Мне было так плохо, что от гнева становилось невыносимо дышать. Пришлось прекратить видеться с друзьями. Я серьёзно рисковал абсолютно сбрендить, если бы кто-нибудь сказал мне: «Богу было угодно забрать обратно к себе своих маленьких ангелочков», либо что-то вроде подобной херни.

Плевать я на них хотел. — «Ах, да! Именно поэтому он решил сжечь их дотла? Бог не делал этого, чёртов ты дебил!» В то время открывал его так часто, что в конце концов, шарахнул по столу кулаком и сломал эту чертову штуку. Я был так взбешен, что однажды решил сжечь письмо в камине, но руки дрогнули, когда я попытался бросить его туда: «Я не смогу уничтожить то, в чём ещё не разобрался.» Спустя столько месяцев, тщательно развернув её письмо снова, пытаюсь понять свою роль во всем этом.

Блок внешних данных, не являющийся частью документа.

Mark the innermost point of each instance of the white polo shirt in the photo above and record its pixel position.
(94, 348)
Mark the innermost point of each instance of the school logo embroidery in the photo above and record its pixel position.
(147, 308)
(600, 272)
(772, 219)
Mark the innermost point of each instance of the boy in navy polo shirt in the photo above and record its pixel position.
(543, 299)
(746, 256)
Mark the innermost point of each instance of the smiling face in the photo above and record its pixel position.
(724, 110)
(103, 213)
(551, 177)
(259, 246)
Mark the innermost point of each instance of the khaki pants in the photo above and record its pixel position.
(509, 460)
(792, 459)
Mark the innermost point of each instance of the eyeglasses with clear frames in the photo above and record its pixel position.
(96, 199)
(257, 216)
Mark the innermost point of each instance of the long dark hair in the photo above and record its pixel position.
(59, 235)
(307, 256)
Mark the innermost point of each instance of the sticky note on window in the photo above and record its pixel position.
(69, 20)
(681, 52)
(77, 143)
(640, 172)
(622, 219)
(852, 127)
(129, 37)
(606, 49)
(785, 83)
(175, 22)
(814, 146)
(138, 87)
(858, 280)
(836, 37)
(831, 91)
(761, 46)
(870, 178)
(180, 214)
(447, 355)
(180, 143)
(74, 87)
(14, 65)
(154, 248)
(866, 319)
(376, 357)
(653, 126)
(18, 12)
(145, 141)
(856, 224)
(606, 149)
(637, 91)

Я больше не злился на неё или её обидчиков, превративших её в монстра. Пришло чувство вины. Это было хуже гнева. Гораздо хуже. Ах, эта вина. Как она съедала меня изнутри! Это всё моя вина, что я был настолько слеп и был поглощен своим собственным успехом, что ничего не заметил. Ни разу.

Когда-нибудь видели, как банда термитов может полностью уничтожить дерево, пока не останется одна лишь кора?

Я был как раз тем, чем сделала меня моя вина. Я бродил будучи пустой оболочкой. Ходил, разговаривал, ел, но внутри я был мёртв. Не было ни единого способа искупить то, что я сделал. Она ушла и забрала моих невинных детей с собой.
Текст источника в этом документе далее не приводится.